• Guns 1720 bis : la nouvelle.


    La plaine était encore déserte. Les herbes hautes jaunies par le soleil équatorial ondulaient légèrement mais aucun pied rageur ne venait encore les fouler.


    Du haut du promontoire, l'homme semblait pourtant scruter le danger à venir.

    "Chevalier ! Chevalier !"

    Un individu grassouillet et débraillé, vêtu d'une chemise sale et d'un chapeau de paille ayant connu des jours meilleurs, accourait, suant et soufflant.

    "Chevalier ! Ils... ils arrivent ! Ils vont nous massacrer."

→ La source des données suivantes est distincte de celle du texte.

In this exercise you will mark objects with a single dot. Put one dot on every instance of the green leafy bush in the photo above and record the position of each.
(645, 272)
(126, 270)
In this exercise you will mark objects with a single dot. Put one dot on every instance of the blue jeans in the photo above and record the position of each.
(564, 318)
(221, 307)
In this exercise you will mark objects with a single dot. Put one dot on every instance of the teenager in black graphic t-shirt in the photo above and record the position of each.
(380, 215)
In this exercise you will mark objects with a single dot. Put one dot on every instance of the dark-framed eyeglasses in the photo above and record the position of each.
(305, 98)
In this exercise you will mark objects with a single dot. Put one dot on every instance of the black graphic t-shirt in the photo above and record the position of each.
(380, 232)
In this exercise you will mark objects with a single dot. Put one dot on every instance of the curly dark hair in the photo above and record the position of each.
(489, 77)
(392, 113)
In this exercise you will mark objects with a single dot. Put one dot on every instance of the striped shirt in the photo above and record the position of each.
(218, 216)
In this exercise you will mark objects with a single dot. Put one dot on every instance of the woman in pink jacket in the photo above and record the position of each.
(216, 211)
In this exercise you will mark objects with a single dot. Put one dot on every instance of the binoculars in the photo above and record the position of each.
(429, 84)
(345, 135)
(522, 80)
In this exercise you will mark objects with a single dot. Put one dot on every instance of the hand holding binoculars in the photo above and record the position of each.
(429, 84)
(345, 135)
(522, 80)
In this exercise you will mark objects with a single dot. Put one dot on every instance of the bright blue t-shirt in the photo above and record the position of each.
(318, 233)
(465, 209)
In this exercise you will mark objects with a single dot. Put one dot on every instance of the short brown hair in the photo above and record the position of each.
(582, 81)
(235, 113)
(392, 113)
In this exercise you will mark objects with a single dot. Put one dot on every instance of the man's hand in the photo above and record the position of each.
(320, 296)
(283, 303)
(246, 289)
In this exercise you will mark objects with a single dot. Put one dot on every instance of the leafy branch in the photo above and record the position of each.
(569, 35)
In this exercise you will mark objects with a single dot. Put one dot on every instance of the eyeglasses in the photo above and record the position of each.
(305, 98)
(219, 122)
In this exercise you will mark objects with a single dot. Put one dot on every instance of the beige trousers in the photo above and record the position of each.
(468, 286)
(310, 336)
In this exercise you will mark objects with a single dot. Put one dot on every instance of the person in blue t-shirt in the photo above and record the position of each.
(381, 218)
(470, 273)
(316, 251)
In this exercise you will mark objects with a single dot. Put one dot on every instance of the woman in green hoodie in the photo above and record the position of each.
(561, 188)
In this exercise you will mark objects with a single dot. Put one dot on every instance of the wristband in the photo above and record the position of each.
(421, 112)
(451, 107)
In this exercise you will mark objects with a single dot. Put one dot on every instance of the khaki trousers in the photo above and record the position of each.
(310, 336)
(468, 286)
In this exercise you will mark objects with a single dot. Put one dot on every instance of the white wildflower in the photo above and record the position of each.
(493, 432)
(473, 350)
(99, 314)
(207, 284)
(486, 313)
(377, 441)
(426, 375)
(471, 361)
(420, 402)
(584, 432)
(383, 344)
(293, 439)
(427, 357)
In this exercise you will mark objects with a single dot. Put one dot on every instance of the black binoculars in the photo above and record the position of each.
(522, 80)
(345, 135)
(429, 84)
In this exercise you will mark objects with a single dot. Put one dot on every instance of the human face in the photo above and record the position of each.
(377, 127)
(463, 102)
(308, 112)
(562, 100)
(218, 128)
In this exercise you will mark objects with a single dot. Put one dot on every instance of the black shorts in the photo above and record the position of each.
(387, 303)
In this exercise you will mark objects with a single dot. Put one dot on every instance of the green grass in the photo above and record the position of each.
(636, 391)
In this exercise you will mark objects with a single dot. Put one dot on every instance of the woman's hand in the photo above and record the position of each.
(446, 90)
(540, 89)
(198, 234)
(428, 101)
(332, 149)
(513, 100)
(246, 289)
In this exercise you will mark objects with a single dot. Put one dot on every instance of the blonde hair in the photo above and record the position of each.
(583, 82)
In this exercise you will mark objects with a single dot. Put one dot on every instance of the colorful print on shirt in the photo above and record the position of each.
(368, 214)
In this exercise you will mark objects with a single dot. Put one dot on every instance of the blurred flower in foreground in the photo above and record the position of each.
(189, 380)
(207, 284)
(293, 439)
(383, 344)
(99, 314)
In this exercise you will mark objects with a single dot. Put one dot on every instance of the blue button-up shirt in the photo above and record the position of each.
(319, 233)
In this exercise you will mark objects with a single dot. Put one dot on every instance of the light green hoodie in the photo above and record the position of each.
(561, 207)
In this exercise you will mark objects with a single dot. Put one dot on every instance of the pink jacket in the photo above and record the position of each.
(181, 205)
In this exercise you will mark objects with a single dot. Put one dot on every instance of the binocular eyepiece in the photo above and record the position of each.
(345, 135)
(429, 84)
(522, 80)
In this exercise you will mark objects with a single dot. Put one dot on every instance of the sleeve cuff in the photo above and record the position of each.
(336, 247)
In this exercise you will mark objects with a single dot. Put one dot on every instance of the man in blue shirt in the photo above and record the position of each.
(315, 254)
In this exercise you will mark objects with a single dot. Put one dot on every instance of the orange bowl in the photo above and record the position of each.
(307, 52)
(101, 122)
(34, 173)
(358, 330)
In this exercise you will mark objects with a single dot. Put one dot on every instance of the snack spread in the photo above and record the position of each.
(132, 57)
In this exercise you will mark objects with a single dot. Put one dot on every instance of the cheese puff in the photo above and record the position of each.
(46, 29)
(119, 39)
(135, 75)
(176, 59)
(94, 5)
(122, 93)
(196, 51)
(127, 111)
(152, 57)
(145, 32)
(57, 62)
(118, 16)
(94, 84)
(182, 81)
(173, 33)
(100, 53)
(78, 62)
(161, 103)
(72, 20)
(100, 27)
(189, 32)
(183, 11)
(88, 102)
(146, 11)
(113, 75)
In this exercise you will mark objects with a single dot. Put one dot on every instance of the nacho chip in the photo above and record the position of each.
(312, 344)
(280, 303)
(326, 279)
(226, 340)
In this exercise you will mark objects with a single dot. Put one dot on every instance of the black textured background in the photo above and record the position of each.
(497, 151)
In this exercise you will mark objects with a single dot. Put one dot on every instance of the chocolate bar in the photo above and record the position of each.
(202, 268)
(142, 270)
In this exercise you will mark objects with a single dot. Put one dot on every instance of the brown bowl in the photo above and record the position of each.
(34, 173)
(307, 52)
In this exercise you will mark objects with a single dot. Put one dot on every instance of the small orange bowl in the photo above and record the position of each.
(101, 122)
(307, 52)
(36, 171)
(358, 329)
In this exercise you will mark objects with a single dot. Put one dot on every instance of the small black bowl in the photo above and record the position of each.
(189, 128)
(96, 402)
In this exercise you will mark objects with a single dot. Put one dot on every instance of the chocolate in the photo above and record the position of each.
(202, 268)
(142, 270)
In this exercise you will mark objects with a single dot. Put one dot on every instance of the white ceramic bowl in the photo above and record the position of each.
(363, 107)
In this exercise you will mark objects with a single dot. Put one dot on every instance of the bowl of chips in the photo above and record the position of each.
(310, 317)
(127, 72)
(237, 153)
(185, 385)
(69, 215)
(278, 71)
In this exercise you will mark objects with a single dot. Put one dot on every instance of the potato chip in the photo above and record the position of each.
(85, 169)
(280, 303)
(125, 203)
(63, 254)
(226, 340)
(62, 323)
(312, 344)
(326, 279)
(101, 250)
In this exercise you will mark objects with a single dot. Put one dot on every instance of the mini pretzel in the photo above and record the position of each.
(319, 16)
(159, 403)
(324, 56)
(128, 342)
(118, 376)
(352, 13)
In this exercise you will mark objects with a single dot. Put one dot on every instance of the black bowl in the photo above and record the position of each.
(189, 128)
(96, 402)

    L'homme, toujours scrutant l'horizon, lui répondit la voix claire et posée, en désignant du menton l'étendue déserte qui s'étendait à ses pieds :

    "Allons, Gros Pierre, visiblement, nous avons tout le temps de recevoir ces bons messieurs comme il le faut."

    "Mais, mais... voyons, mon Maître : ils sont au moins douze. Et puis... ce sont des SAUVAGES !!"

    "Aha, rassure-toi, Gros Pierre. Tu vas pouvoir courir te cacher. Mais avant cela, sois un bon valet : apporte-moi mes deux fusils. Et bien sûr, tu m'amènes Albert aussi."

    "A... Albert ?"

    "Et bien oui, nigaud. Crois-tu que deux coups suffiront à arrêter ces Naturels ? Allons, allons..."


    Couine, couine, couine... Quelques instants s'étaient écoulés depuis que le valet s'était eclipsé et voilà déjà qu'il revenait bien chargé. Dans son dos, en bandoulières, il portait deux solides fusils richement ornés. Mais surtout... couine, couine, couine... dans un lancinant grincement de roulettes mal graissées, il poussait devant lui jusqu'en haut du promontoire, un étrange personnage. Sans doute le dénommé Albert.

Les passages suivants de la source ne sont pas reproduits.